About Agriculture Infrastructure Fund (AIF) Scheme:
- It is a Central Sector Schemewhich was launched in 2020.
- Objective: The scheme shall provide a medium- to long-term debt financing facility for investment in viable projects for post-harvest management infrastructure and community farming assets through interest subvention and financial support.
- The duration of the Scheme shall be from FY2020 to FY2032 (10 years).
- Who is eligible?
- Primary Agricultural Credit Societies (PACS)
- Marketing Cooperative Societies
- Farmer Producers Organizations (FPOs)
- Farmers
- Self Help Group (SHG)
- Joint Liability Groups (JLG)
- Multipurpose Cooperative Societies
- Agri-entrepreneurs and Startups
- Central/State agency or Local Body sponsored Public-Private Partnership Projects.
- Exclusions: Public Sector Undertakings (PSUs) are not directly eligible under the scheme, but projects sponsored by them under PPP are eligible.
- All scheduled commercial banks, scheduled cooperative banks, Regional Rural Banks (RRBs), Small Finance Banks, Non-Banking Financial Companies (NBFCs), and National Cooperative Development Corporation (NCDC) may participate to provide this financing facility.
- If required, need-based refinance support will be made available by NABARD to all eligible lending entities, including cooperative banks and RRBs, as per its policy.
- Features:
- All loans up to a limit of ₹ 2 crores under this financing facility will have interest subvention of 3% per annum. This subvention will be available for a maximum period of 7 years.
- An applicant can put up to 25 projects in different locations, and each of such projects will be eligible under the scheme for a loan upto ₹ 2 crore.
- This limit of 25 projects is applicable to private sector entities, such as farmers, Agri entrepreneurs, and start-ups.

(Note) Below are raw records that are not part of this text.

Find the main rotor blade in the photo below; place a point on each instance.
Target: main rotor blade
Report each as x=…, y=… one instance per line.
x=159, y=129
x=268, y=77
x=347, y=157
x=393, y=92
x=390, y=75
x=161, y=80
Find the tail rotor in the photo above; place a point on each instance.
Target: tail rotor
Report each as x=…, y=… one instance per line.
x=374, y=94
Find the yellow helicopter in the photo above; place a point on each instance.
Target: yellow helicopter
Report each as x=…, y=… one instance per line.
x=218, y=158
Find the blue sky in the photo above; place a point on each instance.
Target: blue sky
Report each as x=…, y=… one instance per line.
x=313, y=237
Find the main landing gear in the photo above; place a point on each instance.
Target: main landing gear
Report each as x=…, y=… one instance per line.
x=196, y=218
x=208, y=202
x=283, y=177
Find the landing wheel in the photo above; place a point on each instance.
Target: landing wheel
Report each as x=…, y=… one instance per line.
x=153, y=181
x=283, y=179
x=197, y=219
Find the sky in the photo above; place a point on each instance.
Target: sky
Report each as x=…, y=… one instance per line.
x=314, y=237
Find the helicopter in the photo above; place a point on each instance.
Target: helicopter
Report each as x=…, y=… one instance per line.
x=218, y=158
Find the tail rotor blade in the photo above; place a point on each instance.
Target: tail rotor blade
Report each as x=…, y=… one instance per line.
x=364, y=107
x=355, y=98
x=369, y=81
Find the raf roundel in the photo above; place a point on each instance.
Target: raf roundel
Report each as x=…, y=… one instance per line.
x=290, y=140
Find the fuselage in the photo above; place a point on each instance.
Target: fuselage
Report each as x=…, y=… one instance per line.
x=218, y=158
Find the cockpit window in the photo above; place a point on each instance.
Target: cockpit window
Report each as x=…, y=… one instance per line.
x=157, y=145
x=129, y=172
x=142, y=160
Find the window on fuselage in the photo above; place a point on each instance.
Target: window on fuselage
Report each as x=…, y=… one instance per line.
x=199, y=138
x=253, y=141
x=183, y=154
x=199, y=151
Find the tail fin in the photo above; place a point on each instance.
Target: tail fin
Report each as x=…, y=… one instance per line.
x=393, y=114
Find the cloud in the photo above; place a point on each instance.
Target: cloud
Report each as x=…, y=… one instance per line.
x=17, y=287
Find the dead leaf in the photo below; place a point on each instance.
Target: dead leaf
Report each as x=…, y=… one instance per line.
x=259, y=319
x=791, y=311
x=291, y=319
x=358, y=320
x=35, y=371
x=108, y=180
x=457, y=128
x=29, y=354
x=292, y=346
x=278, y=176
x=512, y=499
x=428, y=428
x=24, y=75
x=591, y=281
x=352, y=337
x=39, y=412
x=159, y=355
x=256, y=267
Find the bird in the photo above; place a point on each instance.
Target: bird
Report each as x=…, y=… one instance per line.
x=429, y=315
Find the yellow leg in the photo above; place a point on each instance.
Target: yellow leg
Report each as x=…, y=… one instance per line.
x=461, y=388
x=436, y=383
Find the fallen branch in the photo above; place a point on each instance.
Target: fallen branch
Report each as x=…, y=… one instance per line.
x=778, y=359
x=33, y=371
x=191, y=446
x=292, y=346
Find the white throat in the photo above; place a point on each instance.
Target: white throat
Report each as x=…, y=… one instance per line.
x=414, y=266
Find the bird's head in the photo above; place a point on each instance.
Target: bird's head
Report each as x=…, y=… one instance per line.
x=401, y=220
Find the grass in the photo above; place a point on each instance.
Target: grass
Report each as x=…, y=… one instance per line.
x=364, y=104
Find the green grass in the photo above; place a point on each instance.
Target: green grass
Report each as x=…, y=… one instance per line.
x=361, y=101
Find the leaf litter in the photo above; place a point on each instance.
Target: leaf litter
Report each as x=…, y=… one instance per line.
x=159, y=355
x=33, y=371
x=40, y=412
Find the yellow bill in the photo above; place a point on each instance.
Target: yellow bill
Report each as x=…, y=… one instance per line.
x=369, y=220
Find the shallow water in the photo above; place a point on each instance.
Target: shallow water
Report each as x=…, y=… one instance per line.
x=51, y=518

- This limitation of 25 projects will not be applicable to state agencies, cooperatives, national and state federations of cooperatives, FPOs, federations of FPOs, SHGs, and federations of SHGs.
- Multiple projects in one location are also eligible with an overall cap of ₹2 crore.
- Under the scheme, it is mandatory for borrowers to contribute at least 10% of total project cost, irrespective of available capital subsidy.
- The moratorium for repayment under this financing facility may vary, subject to a minimum of 6 months and a maximum of 2 years.
- 24% of total grants–in–aid under the scheme should be utilized for SC/ST entrepreneurs (16% for SC and 8% for ST).
- Besides this, lending institutions would ensure adequate coverage of entrepreneurs belonging to women, and other weaker sections of society may be provided loans on a priority basis.
- Credit guarantee coverage will be available for eligible borrowers from this financing facility under the Credit Guarantee Fund Trust for Micro and Small Enterprises (CGTMSE) scheme for a loan up to Rs. 2 crores. The fee for this coverage will be paid by the Government.
- In the case of FPOs, the credit guarantee may be availed from the facility created under the FPO promotion scheme of the Department of Agriculture, Cooperation & Farmers Welfare (DACFW).